All in all, assuming you choose, or have proactively
chosen, that medical procedure isn't a choice, you are likely asking yourself,
"What's the deal?" I have asked myself the same question. But, I will
tell you, there is no quick solution. As women we should understand how to take
care of our bodies in a positive way.
The more I review this topic, the stronger I feel about
informing women before making this important decision. Counteraction is the key
and chemical equilibrium is the response.
For the most part people who are encouraged to have their
uterus removed are probably suffering from estrogen excess, which is well
explained by Dr. John Lee.
Balancing hormones involves working on a few fronts using
simple strategies.
1. Evaluate your
hormones using saliva testing - Determine what is happening in your body - Ask
yourself questions - Are you estrogen dominant? Use the saliva test to find the
answer.
2. Streamline your eating regimen by bringing down your
insulin levels. More than 2/3 of North Americans are overweight. This excess
weight increases insulin levels leading to estrogen dominance. eat 40/30/30.
3. If the need for saliva testing appears, use natural
progesterone cream in the process of rebalancing your hormonal system.
4. Exercise to reduce excess estrogen and eliminate
toxins.
5. Drink more water.
6. Supplement with the knowledge using our hormone
balancing program of fiber, indoles, EFAs, multi-fruit and veggie essences,
calcium.
FAQs
Can you still get ovarian cancer after a hysterectomy?
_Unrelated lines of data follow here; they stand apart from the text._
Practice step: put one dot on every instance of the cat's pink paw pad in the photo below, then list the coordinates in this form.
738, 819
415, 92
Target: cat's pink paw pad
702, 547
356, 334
A fractional hysterectomy eliminates your uterus, and an
all out hysterectomy eliminates your uterus and cervix. The two methodology
leave your ovaries in salvageable shape, so you can in any case foster ovarian
disease.
How often can ovarian cancer come back?
Patients diagnosed at Stage 1 have a 10 percent chance of
recurrence. Patients analyzed in Stage 2 have a 30 percent chance of repeat.
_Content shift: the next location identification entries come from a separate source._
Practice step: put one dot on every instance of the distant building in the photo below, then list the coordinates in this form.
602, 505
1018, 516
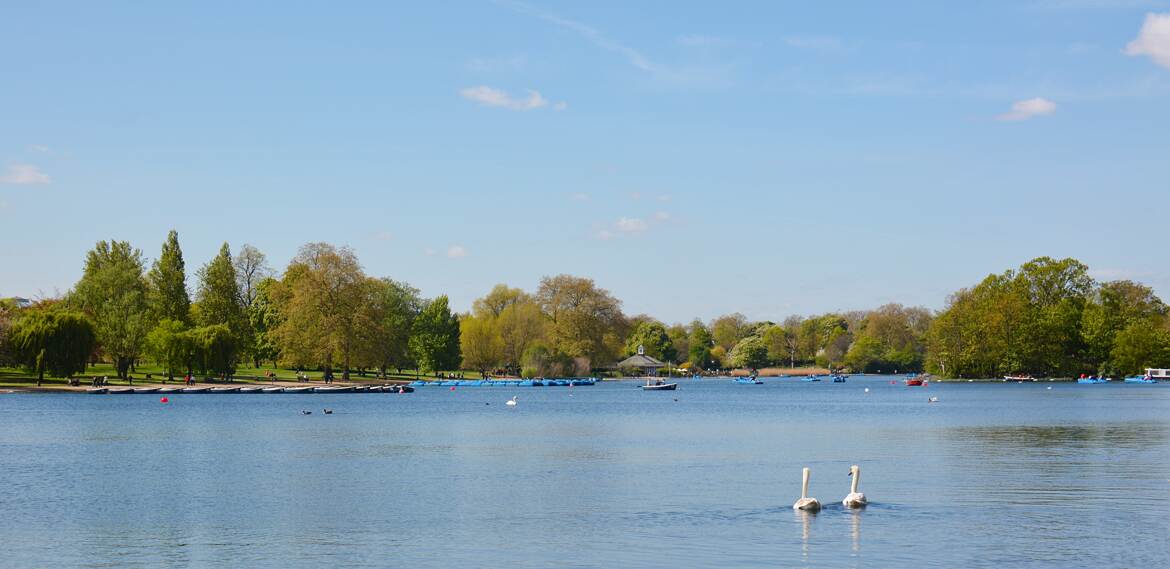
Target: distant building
21, 302
647, 364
Patients diagnosed at stage 3 have a 70 to 90 percent chance of recurrence. Patients
diagnosed at stage 4 have a 90 to 95 percent chance of recurrence.
Can you be cancer free after ovarian cancer?
(When cancer comes back again, it is called recurrence.)
This is very common if you have had cancer. For other people, ovarian cancer
never completely goes away. Some women may be treated with chemotherapy
intermittently for years.
Will hysterectomy prevent uterine cancer?
When it comes to gynecological cancers, the good news is
that your hysterectomy eliminates the risk of the most common diagnosis –
uterine cancer – and reduces the risk of other cancers, such as ovarian,
fallopian tube and peritoneal cancer.
How soon after hysterectomy can chemo start?
Currently, adjuvant RT or chemo-RT for early-stage
cervical cancer is usually started 4 to 6 weeks after radical hysterectomy,
allowing time for wound healing.
What are the precautions after hysterectomy?
The IV and catheter are removed 1 or 2 days after
surgery. You may have to stay in the hospital for 3 to 5 days. After you go
home, you need to get lots of rest. Do not lift anything heavy or put any
strain on your abdominal muscles for 4 to 6 weeks.
Does ca125 increase after treatment ends?
An increase in CA125 concentration by 1 U/mL at 3 and 6 months after the end of treatment increases the risk of recurrence by 8.3 and 1.8%, respectively. The risk of CA-125-related death increased by 8 and 2% at 1 U/mL at 3 and 6 months, respectively, after treatment.